Ian MORLEY
HK$299,000
RGC General Research Fund
(2014/2015)
The aim of this study is to investigate architectural and urban design practices as a facet of America’s colonial strategy, and to explore the role and impact of Filipino architects within the American colonial civil service.
The signing of the Treaty of Paris in 1898 instigated America’s administration of the Philippines. In the following years policies were enacted to liberate the country from its allegedly uncivilized state of being. As part the ‘advancement’ process monumental City Beautiful-inspired urban plans were executed, Classically-formed civic centres were implemented, and public buildings constructed. Composed by both American and Filipino designers these projects came to shape local society’s grasp of the ‘modern Philippine city’, a concept that ultimately reached its peak with the planning of Quezon City after World War Two. Accordingly, a thorough investigation is now proposed to explain architectural and city design practices as a component of America’s colonial policy, and to explore the role and contribution of Filipino architects within America’s colonial civil service.

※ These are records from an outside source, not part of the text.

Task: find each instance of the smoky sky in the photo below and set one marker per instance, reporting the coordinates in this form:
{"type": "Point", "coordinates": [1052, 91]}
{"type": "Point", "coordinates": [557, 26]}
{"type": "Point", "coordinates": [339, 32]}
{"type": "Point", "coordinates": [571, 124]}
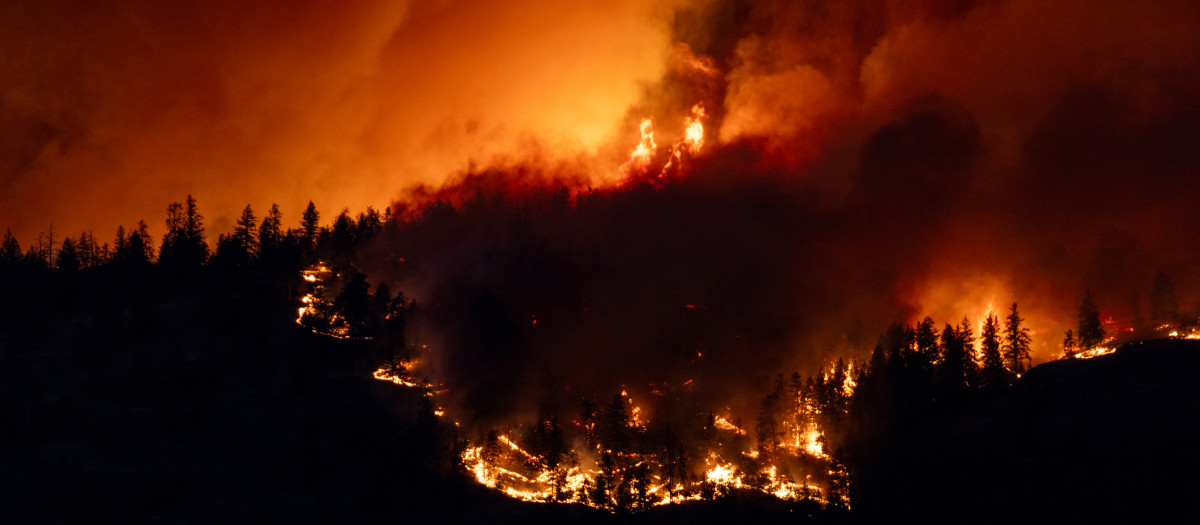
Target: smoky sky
{"type": "Point", "coordinates": [865, 161]}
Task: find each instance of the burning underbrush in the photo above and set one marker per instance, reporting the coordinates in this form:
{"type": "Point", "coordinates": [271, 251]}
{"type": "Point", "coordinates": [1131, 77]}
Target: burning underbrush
{"type": "Point", "coordinates": [612, 457]}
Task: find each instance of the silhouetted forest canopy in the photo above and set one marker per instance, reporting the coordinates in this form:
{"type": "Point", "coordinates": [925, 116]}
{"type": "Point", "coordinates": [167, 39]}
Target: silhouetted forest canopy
{"type": "Point", "coordinates": [207, 375]}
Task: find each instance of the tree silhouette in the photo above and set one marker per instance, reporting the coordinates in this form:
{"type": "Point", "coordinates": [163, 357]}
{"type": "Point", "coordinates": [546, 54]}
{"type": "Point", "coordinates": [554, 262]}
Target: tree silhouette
{"type": "Point", "coordinates": [353, 303]}
{"type": "Point", "coordinates": [309, 224]}
{"type": "Point", "coordinates": [184, 247]}
{"type": "Point", "coordinates": [993, 370]}
{"type": "Point", "coordinates": [67, 259]}
{"type": "Point", "coordinates": [245, 233]}
{"type": "Point", "coordinates": [1068, 344]}
{"type": "Point", "coordinates": [1164, 307]}
{"type": "Point", "coordinates": [133, 249]}
{"type": "Point", "coordinates": [954, 373]}
{"type": "Point", "coordinates": [1090, 331]}
{"type": "Point", "coordinates": [10, 251]}
{"type": "Point", "coordinates": [1017, 341]}
{"type": "Point", "coordinates": [270, 233]}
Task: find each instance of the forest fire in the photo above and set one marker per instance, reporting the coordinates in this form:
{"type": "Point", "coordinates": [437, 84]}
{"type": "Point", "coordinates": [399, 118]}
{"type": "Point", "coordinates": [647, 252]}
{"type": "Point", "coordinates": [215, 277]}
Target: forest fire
{"type": "Point", "coordinates": [597, 474]}
{"type": "Point", "coordinates": [640, 168]}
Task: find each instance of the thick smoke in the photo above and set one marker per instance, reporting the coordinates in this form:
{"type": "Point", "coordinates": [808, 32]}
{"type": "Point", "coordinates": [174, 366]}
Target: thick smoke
{"type": "Point", "coordinates": [868, 162]}
{"type": "Point", "coordinates": [113, 109]}
{"type": "Point", "coordinates": [865, 162]}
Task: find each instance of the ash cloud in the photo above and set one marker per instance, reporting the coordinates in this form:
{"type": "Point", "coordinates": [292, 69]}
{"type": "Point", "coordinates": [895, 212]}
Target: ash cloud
{"type": "Point", "coordinates": [868, 162]}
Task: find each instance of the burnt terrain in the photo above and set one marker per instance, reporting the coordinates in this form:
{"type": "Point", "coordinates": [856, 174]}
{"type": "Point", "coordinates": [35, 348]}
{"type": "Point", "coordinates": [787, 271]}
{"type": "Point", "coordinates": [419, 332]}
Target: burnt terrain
{"type": "Point", "coordinates": [129, 398]}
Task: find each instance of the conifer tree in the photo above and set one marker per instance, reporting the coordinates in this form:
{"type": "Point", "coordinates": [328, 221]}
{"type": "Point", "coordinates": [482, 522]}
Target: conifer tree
{"type": "Point", "coordinates": [1017, 341]}
{"type": "Point", "coordinates": [1090, 331]}
{"type": "Point", "coordinates": [309, 224]}
{"type": "Point", "coordinates": [993, 372]}
{"type": "Point", "coordinates": [1068, 344]}
{"type": "Point", "coordinates": [1164, 306]}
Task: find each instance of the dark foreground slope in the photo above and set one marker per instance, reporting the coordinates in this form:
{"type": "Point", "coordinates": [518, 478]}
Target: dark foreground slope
{"type": "Point", "coordinates": [205, 402]}
{"type": "Point", "coordinates": [1109, 439]}
{"type": "Point", "coordinates": [148, 400]}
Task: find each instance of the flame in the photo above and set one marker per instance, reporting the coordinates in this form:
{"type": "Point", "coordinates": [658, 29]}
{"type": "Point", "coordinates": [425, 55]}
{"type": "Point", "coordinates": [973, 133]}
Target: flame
{"type": "Point", "coordinates": [640, 163]}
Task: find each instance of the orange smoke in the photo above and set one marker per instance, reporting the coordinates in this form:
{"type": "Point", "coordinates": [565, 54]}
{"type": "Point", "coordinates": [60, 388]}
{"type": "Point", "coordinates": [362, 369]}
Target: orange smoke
{"type": "Point", "coordinates": [114, 110]}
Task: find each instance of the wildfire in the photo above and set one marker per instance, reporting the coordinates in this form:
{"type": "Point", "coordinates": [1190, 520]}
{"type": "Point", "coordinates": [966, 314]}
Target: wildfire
{"type": "Point", "coordinates": [641, 160]}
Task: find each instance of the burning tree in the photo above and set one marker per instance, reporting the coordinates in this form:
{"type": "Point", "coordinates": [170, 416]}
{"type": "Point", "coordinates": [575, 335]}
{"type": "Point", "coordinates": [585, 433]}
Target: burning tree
{"type": "Point", "coordinates": [1091, 331]}
{"type": "Point", "coordinates": [1017, 341]}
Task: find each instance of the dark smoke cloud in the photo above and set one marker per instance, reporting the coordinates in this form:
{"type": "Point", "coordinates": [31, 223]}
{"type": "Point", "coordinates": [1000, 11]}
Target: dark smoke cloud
{"type": "Point", "coordinates": [868, 162]}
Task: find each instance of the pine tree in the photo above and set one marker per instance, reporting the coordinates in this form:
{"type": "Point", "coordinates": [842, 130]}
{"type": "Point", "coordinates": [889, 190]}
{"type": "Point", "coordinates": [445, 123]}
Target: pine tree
{"type": "Point", "coordinates": [1090, 331]}
{"type": "Point", "coordinates": [993, 372]}
{"type": "Point", "coordinates": [309, 224]}
{"type": "Point", "coordinates": [966, 335]}
{"type": "Point", "coordinates": [270, 235]}
{"type": "Point", "coordinates": [1017, 341]}
{"type": "Point", "coordinates": [353, 303]}
{"type": "Point", "coordinates": [245, 233]}
{"type": "Point", "coordinates": [953, 370]}
{"type": "Point", "coordinates": [1068, 344]}
{"type": "Point", "coordinates": [10, 251]}
{"type": "Point", "coordinates": [184, 245]}
{"type": "Point", "coordinates": [67, 258]}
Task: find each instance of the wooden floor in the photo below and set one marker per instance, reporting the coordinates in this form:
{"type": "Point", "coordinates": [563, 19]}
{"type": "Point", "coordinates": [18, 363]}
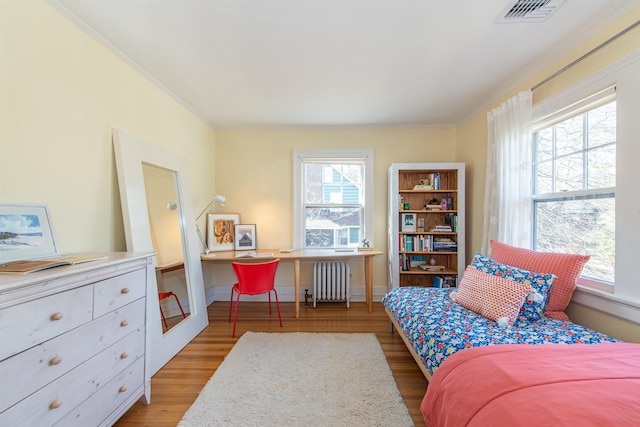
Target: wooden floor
{"type": "Point", "coordinates": [177, 384]}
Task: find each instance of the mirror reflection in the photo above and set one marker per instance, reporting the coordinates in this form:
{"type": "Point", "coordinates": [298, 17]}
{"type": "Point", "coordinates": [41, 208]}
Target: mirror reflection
{"type": "Point", "coordinates": [166, 235]}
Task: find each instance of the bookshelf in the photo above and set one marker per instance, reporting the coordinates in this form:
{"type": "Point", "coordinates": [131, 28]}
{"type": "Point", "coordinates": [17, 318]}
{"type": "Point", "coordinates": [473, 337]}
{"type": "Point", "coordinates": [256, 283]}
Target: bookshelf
{"type": "Point", "coordinates": [426, 244]}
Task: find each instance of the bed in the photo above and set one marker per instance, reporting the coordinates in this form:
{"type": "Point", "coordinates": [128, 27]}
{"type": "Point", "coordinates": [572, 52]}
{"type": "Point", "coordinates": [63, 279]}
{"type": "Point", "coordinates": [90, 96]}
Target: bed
{"type": "Point", "coordinates": [499, 347]}
{"type": "Point", "coordinates": [535, 385]}
{"type": "Point", "coordinates": [434, 327]}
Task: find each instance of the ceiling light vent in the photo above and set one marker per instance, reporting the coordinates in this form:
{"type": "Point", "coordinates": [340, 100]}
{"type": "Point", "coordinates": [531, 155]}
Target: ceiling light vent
{"type": "Point", "coordinates": [528, 11]}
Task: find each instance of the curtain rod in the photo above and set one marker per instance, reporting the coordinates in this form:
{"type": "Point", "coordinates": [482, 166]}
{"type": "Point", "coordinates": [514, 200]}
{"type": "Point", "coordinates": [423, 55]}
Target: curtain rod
{"type": "Point", "coordinates": [592, 51]}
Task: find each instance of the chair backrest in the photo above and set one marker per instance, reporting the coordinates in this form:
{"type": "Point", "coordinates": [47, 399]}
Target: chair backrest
{"type": "Point", "coordinates": [256, 278]}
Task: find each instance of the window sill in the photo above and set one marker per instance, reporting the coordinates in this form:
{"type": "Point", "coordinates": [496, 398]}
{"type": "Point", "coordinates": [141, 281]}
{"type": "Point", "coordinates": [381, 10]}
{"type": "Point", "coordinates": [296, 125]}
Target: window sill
{"type": "Point", "coordinates": [604, 300]}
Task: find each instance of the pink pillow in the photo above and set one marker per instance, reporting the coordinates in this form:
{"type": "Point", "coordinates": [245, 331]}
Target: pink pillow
{"type": "Point", "coordinates": [493, 297]}
{"type": "Point", "coordinates": [566, 268]}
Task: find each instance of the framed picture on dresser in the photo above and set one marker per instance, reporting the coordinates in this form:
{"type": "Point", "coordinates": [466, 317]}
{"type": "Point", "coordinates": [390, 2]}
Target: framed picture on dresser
{"type": "Point", "coordinates": [26, 232]}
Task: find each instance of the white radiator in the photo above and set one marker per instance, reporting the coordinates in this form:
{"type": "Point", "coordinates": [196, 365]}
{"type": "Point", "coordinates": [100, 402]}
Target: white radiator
{"type": "Point", "coordinates": [331, 282]}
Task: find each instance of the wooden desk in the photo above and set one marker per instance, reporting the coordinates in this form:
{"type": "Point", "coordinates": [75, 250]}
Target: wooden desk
{"type": "Point", "coordinates": [307, 255]}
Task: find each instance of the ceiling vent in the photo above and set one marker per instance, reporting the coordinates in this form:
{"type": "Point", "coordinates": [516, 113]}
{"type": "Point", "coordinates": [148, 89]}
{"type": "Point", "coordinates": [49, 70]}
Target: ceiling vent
{"type": "Point", "coordinates": [528, 11]}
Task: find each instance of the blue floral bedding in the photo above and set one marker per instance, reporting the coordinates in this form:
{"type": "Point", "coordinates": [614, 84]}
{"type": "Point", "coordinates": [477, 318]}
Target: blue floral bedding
{"type": "Point", "coordinates": [438, 327]}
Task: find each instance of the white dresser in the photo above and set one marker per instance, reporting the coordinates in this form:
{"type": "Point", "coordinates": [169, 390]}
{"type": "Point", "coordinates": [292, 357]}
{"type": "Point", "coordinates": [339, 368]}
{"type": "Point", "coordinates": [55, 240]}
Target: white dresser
{"type": "Point", "coordinates": [73, 342]}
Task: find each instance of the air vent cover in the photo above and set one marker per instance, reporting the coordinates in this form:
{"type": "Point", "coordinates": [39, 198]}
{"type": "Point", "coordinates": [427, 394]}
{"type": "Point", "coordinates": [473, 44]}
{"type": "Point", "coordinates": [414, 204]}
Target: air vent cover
{"type": "Point", "coordinates": [528, 11]}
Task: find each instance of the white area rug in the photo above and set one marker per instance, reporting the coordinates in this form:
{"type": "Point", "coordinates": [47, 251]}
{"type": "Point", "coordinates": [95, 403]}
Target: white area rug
{"type": "Point", "coordinates": [301, 379]}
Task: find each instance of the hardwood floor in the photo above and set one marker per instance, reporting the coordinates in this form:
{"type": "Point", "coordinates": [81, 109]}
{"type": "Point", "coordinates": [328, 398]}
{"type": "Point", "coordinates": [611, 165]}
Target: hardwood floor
{"type": "Point", "coordinates": [177, 384]}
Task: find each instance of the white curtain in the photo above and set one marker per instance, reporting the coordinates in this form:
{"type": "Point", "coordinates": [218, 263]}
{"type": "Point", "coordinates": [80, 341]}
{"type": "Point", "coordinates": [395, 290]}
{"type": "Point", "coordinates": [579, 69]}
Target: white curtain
{"type": "Point", "coordinates": [507, 202]}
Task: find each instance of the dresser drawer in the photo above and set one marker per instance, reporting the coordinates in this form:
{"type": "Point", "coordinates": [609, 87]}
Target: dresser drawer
{"type": "Point", "coordinates": [42, 319]}
{"type": "Point", "coordinates": [54, 401]}
{"type": "Point", "coordinates": [38, 366]}
{"type": "Point", "coordinates": [103, 402]}
{"type": "Point", "coordinates": [118, 291]}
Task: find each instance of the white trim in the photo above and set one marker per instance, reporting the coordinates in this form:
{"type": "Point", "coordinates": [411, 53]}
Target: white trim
{"type": "Point", "coordinates": [585, 88]}
{"type": "Point", "coordinates": [624, 308]}
{"type": "Point", "coordinates": [300, 155]}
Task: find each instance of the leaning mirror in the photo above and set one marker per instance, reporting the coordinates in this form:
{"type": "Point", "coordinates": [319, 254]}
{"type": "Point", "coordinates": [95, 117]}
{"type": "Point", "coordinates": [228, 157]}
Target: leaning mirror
{"type": "Point", "coordinates": [154, 193]}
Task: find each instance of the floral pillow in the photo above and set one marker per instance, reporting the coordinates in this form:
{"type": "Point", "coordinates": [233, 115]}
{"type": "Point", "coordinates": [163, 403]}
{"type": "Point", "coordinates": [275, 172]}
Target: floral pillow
{"type": "Point", "coordinates": [491, 296]}
{"type": "Point", "coordinates": [535, 306]}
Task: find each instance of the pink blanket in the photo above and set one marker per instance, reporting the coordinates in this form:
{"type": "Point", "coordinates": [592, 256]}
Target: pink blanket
{"type": "Point", "coordinates": [537, 385]}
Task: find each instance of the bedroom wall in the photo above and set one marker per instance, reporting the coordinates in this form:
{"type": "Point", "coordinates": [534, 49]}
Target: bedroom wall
{"type": "Point", "coordinates": [471, 143]}
{"type": "Point", "coordinates": [61, 93]}
{"type": "Point", "coordinates": [254, 170]}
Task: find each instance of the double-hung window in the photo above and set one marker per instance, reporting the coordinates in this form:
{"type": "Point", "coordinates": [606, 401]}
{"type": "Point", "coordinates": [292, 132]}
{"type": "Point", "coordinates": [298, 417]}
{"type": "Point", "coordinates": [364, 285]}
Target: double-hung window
{"type": "Point", "coordinates": [574, 183]}
{"type": "Point", "coordinates": [333, 198]}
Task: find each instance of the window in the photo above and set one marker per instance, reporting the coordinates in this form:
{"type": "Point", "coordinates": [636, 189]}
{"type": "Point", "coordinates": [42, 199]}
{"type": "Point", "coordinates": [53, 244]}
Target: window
{"type": "Point", "coordinates": [574, 183]}
{"type": "Point", "coordinates": [333, 198]}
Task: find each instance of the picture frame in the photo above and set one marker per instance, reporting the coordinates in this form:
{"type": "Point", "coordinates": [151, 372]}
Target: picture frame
{"type": "Point", "coordinates": [221, 231]}
{"type": "Point", "coordinates": [26, 232]}
{"type": "Point", "coordinates": [409, 222]}
{"type": "Point", "coordinates": [245, 237]}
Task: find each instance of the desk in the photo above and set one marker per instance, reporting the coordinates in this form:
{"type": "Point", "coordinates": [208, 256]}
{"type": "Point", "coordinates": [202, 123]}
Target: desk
{"type": "Point", "coordinates": [306, 255]}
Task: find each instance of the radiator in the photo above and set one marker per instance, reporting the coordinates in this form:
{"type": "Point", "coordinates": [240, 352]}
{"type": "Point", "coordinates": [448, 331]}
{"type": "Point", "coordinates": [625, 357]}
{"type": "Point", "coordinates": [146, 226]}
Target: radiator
{"type": "Point", "coordinates": [331, 282]}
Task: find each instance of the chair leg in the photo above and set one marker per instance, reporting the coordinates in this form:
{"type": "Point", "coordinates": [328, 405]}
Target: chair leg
{"type": "Point", "coordinates": [277, 306]}
{"type": "Point", "coordinates": [184, 316]}
{"type": "Point", "coordinates": [235, 318]}
{"type": "Point", "coordinates": [230, 304]}
{"type": "Point", "coordinates": [163, 319]}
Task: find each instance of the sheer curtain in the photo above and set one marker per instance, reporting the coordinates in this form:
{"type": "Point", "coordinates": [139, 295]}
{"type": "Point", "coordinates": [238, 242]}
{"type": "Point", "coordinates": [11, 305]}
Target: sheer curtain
{"type": "Point", "coordinates": [507, 203]}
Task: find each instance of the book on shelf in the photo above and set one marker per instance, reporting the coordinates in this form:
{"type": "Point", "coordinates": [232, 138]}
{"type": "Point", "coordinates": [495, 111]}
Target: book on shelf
{"type": "Point", "coordinates": [31, 266]}
{"type": "Point", "coordinates": [429, 267]}
{"type": "Point", "coordinates": [254, 255]}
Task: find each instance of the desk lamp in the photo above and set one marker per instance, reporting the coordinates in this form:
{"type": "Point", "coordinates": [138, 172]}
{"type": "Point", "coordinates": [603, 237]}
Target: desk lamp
{"type": "Point", "coordinates": [219, 200]}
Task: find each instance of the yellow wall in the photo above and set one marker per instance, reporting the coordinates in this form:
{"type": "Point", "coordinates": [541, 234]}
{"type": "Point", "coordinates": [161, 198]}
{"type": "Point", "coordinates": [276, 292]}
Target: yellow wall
{"type": "Point", "coordinates": [471, 143]}
{"type": "Point", "coordinates": [254, 170]}
{"type": "Point", "coordinates": [61, 93]}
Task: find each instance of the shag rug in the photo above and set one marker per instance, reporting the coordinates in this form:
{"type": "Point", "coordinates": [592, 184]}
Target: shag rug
{"type": "Point", "coordinates": [301, 379]}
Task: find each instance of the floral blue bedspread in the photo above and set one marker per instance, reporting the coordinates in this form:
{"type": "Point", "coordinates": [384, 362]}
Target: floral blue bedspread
{"type": "Point", "coordinates": [438, 327]}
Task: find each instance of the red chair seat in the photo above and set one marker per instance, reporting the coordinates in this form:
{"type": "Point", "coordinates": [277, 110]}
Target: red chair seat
{"type": "Point", "coordinates": [254, 279]}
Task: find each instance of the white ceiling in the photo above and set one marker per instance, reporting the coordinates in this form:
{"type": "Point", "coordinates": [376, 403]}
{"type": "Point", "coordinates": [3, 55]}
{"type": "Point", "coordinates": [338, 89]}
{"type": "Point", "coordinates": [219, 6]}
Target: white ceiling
{"type": "Point", "coordinates": [297, 63]}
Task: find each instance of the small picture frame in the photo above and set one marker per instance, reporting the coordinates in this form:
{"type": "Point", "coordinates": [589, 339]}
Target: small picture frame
{"type": "Point", "coordinates": [221, 231]}
{"type": "Point", "coordinates": [26, 233]}
{"type": "Point", "coordinates": [245, 237]}
{"type": "Point", "coordinates": [409, 222]}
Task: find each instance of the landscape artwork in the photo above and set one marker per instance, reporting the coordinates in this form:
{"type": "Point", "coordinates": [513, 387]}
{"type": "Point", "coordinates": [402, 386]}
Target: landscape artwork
{"type": "Point", "coordinates": [26, 233]}
{"type": "Point", "coordinates": [20, 232]}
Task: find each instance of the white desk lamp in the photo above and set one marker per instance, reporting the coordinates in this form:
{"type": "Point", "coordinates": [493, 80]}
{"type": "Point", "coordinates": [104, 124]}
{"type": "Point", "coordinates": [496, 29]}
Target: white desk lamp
{"type": "Point", "coordinates": [219, 200]}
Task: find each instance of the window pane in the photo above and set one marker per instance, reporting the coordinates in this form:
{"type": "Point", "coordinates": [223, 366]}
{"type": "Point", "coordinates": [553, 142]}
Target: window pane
{"type": "Point", "coordinates": [544, 178]}
{"type": "Point", "coordinates": [585, 226]}
{"type": "Point", "coordinates": [544, 145]}
{"type": "Point", "coordinates": [329, 227]}
{"type": "Point", "coordinates": [313, 183]}
{"type": "Point", "coordinates": [569, 136]}
{"type": "Point", "coordinates": [602, 167]}
{"type": "Point", "coordinates": [569, 173]}
{"type": "Point", "coordinates": [602, 125]}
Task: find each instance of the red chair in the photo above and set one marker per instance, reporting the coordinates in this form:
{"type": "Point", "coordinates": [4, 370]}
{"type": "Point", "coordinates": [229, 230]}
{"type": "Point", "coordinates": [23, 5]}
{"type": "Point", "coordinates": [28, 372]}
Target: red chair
{"type": "Point", "coordinates": [254, 279]}
{"type": "Point", "coordinates": [165, 295]}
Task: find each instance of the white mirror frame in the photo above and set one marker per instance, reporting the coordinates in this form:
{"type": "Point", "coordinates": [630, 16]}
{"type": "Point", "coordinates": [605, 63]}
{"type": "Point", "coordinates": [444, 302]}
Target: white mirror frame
{"type": "Point", "coordinates": [131, 152]}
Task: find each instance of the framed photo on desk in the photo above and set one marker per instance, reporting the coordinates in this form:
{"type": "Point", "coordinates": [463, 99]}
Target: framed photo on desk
{"type": "Point", "coordinates": [221, 231]}
{"type": "Point", "coordinates": [245, 237]}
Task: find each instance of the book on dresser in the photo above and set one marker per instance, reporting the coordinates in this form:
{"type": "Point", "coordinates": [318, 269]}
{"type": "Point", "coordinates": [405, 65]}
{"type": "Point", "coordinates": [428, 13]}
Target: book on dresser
{"type": "Point", "coordinates": [31, 266]}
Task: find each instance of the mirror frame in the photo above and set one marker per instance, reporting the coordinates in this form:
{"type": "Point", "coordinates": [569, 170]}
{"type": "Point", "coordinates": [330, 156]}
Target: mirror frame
{"type": "Point", "coordinates": [131, 152]}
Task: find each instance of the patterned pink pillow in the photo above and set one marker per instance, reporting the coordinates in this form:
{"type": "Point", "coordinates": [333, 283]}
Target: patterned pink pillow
{"type": "Point", "coordinates": [566, 268]}
{"type": "Point", "coordinates": [493, 297]}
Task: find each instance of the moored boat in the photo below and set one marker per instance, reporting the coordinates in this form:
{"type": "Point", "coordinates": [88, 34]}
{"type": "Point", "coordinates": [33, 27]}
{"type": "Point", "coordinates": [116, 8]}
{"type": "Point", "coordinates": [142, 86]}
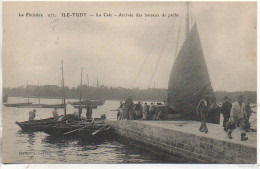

The inquiry considers how the emergence of the first cohorts of Filipino architects promoted America’s reform of local society. It systematically examines the schooling of Filipino architects alongside the ‘Filipinization’ of colonial bureaucracy and the transfer of the Bureau of Public Works (BPW) into Filipino hands. Using well-established research methods to tie together colonial politics, the assimilation of Filipinos into the bureaucratic system, and the shaping of the built environment to the ‘uplifting’ of Philippine society, the project will study the evolution of the Philippines and the individuals who were configuring its built environments from a fresh and novel viewpoint.
The results of the study will provide noteworthy insights into the governmental, artistic, and environmental dynamics that existed during America’s colonization of the Philippines. The study’s methodology is also of significance as it uses a novel historical paradigm that enables the association between societal reform, bureaucratic expansion, and the form and meaning of cities to be probed. The study thus will improve our comprehension of the forces shaping Philippine society between the late-1890s and Japan’s invasion of the Philippines in 1941, e.g. political matters such as the Philippine Autonomy Act (1916) and the Tydings-McDuffy Act (1934), decrees providing the framework for Philippine independence. Topics such as the education and employment of architects in other colonial societies, for instance, may also be reappraised by the methods employed in this study.